The government detained 170 Muslim Brotherhood members across 17 governorates following the announcement, according to Abdel-Moneim Abdel-Maqsoud, the group’s lawyer.

“Seventy-six of them remained in custody, while the rest were released,” Abdel-Maqsoud told Daily News Egypt.

The defendants were detained for allegedly joining a banned group that aims to violate the constitution, as well as for allegedly possessing publications that promote the ideology of a banned group.

“The government usually resorts to these methods before the parliamentary elections in an attempt to reduce the Muslim Brotherhood’s campaigning activities [and thereby] preventing them from winning,” Abdel-Maqsoud said.

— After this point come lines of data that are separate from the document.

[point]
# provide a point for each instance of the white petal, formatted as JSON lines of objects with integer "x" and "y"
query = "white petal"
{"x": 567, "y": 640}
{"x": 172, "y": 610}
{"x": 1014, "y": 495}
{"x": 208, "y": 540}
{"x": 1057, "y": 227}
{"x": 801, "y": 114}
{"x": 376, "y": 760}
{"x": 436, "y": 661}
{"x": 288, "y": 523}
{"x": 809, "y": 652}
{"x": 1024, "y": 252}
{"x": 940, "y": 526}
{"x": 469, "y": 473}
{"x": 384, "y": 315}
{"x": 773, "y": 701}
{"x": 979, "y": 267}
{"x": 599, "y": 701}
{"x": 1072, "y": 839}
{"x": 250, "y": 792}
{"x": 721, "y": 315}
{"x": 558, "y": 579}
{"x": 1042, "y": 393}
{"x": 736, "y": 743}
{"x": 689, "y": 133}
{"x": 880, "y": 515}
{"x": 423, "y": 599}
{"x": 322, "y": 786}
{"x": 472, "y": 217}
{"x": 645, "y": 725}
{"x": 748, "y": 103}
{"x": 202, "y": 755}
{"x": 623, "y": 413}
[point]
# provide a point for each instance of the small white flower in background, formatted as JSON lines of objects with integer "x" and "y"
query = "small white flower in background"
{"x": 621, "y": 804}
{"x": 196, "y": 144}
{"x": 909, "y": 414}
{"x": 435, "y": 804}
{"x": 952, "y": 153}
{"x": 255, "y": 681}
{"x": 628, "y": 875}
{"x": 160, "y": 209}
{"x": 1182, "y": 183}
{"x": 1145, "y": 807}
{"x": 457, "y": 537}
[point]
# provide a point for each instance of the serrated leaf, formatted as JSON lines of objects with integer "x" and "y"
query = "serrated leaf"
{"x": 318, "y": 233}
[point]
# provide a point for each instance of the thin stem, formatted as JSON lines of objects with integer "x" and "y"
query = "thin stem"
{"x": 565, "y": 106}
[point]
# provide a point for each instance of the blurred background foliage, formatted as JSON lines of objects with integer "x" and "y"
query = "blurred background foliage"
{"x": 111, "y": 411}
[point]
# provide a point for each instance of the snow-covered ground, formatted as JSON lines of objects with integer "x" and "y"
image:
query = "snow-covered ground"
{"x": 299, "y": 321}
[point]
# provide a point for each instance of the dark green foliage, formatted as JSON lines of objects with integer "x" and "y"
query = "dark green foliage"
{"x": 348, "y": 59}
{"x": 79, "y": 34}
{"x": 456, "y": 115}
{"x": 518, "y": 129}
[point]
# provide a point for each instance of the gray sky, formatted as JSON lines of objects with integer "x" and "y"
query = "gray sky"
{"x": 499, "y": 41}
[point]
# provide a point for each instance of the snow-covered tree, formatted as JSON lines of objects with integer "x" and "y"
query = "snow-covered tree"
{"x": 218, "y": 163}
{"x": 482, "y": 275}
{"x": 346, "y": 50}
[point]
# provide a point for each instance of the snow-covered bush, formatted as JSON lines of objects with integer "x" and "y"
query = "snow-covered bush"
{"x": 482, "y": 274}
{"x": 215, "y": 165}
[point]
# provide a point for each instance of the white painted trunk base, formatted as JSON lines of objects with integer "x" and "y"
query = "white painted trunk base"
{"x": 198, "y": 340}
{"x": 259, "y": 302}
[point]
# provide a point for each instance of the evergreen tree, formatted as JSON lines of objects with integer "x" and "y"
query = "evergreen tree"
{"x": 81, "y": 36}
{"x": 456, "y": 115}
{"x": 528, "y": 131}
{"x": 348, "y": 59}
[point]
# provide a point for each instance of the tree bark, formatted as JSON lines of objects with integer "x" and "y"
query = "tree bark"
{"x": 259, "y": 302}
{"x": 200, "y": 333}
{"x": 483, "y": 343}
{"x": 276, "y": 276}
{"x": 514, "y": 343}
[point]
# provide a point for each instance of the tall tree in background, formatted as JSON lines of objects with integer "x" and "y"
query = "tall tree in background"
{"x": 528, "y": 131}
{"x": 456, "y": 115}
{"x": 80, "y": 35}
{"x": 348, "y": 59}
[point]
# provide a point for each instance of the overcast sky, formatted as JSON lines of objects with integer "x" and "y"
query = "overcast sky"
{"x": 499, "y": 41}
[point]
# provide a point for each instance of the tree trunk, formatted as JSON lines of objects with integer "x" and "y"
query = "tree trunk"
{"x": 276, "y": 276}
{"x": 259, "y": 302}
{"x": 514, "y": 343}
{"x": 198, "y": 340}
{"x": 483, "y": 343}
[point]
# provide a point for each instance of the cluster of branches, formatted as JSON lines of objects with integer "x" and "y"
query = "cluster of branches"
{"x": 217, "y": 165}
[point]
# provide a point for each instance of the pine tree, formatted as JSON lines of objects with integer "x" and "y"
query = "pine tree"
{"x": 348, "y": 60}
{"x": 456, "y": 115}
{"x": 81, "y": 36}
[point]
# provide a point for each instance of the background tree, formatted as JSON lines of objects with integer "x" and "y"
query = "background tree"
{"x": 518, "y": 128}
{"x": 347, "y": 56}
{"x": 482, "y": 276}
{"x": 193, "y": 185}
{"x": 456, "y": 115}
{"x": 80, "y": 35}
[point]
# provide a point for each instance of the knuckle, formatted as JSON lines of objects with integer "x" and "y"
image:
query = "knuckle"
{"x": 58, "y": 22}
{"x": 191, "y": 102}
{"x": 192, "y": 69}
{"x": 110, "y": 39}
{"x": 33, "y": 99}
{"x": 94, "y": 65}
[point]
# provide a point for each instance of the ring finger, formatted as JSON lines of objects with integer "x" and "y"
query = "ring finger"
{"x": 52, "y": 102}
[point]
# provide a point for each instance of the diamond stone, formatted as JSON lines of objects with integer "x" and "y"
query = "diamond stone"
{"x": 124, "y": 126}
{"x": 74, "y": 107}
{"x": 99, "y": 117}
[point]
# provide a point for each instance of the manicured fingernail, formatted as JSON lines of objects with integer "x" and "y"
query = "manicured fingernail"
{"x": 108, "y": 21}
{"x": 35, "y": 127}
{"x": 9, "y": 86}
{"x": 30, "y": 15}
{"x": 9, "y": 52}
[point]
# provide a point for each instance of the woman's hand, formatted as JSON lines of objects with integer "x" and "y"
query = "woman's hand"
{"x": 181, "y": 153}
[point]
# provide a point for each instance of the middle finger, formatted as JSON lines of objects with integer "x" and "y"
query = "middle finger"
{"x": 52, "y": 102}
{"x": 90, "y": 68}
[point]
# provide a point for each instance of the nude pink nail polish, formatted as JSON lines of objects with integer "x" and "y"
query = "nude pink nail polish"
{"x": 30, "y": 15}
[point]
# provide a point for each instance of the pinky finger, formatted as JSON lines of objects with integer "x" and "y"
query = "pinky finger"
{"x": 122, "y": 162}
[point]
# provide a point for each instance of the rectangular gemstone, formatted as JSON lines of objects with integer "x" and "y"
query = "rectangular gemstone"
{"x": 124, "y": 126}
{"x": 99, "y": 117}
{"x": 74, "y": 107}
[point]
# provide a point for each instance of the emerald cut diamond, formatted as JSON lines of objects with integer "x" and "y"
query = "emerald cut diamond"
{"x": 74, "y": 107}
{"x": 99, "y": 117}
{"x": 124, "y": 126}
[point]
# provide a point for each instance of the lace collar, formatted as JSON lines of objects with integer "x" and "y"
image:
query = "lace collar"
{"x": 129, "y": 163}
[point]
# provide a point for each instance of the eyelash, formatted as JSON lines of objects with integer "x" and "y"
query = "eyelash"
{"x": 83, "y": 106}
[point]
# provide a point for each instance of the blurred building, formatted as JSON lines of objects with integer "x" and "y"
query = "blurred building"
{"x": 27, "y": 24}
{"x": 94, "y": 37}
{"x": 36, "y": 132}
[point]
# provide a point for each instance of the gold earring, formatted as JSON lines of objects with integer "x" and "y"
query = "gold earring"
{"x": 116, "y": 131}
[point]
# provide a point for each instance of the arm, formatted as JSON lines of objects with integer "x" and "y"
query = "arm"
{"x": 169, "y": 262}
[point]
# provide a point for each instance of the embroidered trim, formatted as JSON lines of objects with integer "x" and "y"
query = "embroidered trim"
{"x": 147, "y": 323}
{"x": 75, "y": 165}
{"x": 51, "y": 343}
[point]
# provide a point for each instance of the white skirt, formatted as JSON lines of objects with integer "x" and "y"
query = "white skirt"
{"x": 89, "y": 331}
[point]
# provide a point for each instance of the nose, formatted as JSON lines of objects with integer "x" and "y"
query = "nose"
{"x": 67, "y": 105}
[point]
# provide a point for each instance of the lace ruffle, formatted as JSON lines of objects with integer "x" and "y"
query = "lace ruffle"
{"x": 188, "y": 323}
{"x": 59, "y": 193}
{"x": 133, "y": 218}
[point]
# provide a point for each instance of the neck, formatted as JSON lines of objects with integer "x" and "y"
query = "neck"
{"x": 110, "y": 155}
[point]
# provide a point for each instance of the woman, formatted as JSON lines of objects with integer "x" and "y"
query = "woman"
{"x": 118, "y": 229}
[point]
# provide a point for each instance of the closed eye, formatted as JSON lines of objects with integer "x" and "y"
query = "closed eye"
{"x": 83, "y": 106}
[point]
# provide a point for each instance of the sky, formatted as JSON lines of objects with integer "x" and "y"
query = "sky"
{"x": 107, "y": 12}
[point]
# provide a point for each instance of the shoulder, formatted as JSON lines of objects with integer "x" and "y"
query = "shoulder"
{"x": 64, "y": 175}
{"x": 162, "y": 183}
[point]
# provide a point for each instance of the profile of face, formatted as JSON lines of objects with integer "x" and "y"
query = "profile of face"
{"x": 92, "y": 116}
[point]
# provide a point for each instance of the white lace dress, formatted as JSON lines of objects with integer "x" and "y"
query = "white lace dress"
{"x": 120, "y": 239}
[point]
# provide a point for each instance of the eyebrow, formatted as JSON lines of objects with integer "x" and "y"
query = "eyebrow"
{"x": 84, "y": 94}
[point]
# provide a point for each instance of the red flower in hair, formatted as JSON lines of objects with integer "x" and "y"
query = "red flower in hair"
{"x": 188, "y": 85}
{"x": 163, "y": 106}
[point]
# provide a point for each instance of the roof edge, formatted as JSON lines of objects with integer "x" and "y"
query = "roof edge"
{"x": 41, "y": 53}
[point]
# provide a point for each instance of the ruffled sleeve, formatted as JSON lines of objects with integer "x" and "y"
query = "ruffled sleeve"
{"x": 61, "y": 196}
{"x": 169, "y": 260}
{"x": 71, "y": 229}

“The judicial system hasn’t managed to issue a verdict to disband the Muslim Brotherhood to this day, so the Muslim Brotherhood still stands,” he added.

Nabil Abdel-Fattah, a researcher at Al-Ahram Center for Political and Strategic Studies, described the government’s stance towards the Muslim Brotherhood as “contradictive.”

“On one hand, the law officially considers the group banned,” Abdel-Fattah told Daily News Egypt. “On the other hand, the government allows them to publicly perform political and social activities as a group.”

Abdel-Fattah added that the Muslim Brotherhood has a powerful presence in the political and social arena.

“[The Muslim Brotherhood] got into parliament, [and] they hold prominent posts in many syndicates — including the Journalists and the Lawyers’ Syndicates,” said Abdel-Fattah.

Shehab said that the only reason the Muslim Brotherhood won those many seats in 2005 was the lack of participation of powerful political parties.

He added that this year, powerful parties — including Al-Wafd and Al Tagammou — will run in the elections, thus reducing the Muslim Brotherhood’s opportunity to repeat their 2005 results.

However, Abdel-Fattah believes that the current political situation in Egypt is “stagnant.”

“Political life in Egypt died around 58 years ago as a result of the lack of true political competition between different parties,” he said.